Censures et raisons d’État aux origines de la modernité politique : dialogues franco-italiens des XVIe et XVIIe siècles
Institution:
Paris 10Disciplines:
Directors:
Abstract EN:
At the end of the XVIth century, the Index censored the reason of State. In spite of this prohibition, many books were dedicated to it and circulated in the public space. Either to make a theory of it, to justify its political uses or to answer them, the reason of State comes out as the publication of political secrets. This publication reveals an original relationship between censorship and reason of State : Machiavel’s works, prohibited from the first Index, offer an emblematical representation of it ; Giovanni Botero’s case, the first reason of State’s theoretician and ecclesiastical censorship agent, gives some key elements. Born from its oppositions to the reason of Church, between wars of Religion and primacy of politics, the reason of State asserts itself on the public space as a notion with numerous faces and contradictory definitions.

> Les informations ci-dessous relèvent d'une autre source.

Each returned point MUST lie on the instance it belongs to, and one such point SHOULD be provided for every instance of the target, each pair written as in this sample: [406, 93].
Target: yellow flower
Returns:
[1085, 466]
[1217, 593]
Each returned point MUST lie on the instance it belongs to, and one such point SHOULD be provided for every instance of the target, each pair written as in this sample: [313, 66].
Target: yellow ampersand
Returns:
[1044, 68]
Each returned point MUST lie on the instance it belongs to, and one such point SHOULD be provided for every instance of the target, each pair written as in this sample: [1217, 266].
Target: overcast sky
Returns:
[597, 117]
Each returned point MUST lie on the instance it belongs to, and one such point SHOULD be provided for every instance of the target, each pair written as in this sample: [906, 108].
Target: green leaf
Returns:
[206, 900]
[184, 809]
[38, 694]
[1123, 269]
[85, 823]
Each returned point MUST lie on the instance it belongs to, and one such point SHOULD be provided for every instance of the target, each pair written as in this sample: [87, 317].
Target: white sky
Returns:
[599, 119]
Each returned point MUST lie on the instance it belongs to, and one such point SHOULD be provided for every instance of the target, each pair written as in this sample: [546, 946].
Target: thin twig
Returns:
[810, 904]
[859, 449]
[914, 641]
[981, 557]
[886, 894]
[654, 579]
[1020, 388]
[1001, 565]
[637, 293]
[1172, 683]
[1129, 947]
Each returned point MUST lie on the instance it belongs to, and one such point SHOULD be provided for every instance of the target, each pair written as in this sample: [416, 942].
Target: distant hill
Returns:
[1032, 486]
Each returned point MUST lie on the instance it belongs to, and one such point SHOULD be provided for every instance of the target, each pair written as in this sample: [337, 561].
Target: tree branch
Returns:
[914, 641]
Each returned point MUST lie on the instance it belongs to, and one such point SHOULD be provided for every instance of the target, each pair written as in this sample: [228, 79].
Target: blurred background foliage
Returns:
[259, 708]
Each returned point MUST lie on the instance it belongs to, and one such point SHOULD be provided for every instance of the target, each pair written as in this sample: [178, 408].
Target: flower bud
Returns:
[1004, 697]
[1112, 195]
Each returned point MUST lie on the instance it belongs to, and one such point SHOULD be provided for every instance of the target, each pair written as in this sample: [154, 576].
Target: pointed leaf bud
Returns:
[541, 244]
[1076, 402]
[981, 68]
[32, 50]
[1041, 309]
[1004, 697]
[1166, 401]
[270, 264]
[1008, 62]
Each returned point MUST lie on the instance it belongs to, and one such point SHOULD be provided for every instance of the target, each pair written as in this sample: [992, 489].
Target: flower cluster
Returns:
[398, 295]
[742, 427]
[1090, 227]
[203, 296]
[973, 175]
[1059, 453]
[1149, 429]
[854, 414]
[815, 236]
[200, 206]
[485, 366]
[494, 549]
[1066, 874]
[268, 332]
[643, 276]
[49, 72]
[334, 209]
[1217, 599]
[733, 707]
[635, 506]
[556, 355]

Here, the reason of State polymorphism is first studied with the Italian theoreticians of the notion, then considered according to its reception in France in Richelieu’s time. It is analysed according to the varied censorship practices in use then : censorship defined via the model of the Roman census which included the morals control in the citizens counting ; censorship understood as a practice of critical judgment ; censorship in the sense of the condemnation of some books, of the practice of an official control over publications, as for the Church censorship or the State’s one. Seized at the dawn of the political modernity, in all their diversity the relationships between censorships and reasons of State belong to the history of the acquisition of individual liberties and the constitution of the society.
Abstract FR:
À la fin du XVIe siècle, l’Index censure la raison d’État. En dépit de cette prohibition, nombre d’ouvrages lui sont consacrés et circulent sur la place publique. Que ce soit pour en faire la théorie, pour justifier ses usages politiques ou pour y répondre, la raison d’État paraît sous la forme de la publication des secrets politiques. Cette publication révèle un rapport originaire entre censure et raison d’État : l’œuvre de Machiavel, prohibée dès le premier Index, en offre une représentation emblématique ; le cas de Giovanni Botero, premier théoricien de la raison d’État et agent de la censure ecclésiastique, en donne les éléments clés. Née de ses oppositions à la raison d’Église, entre guerres de Religion et primat du politique, la raison d’État s’affirme sur la place publique comme une notion aux multiples visages et aux définitions contradictoires. La polymorphie de la raison d’État est ici tout d’abord étudiée chez les théoriciens italiens de la notion, puis considérée selon sa réception dans la France de Richelieu. Elle est analysée en fonction des diverses pratiques de censure alors en usage : la censure définie via le modèle du census romain, intégrant au dénombrement des citoyens le contrôle des mœurs ; la censure comprise comme l’exercice d’un jugement critique ; la censure au sens de la condamnation de certains ouvrages, de l’exercice d’un contrôle officiel des publications, qu’il s’agisse de la censure d’Église ou de la censure d’État. Saisis à l’aube de la modernité politique, dans toute leur diversité, les rapports entre censures et raisons d’État appartiennent à l’histoire de l’acquisition des libertés individuelles et de la constitution de la société.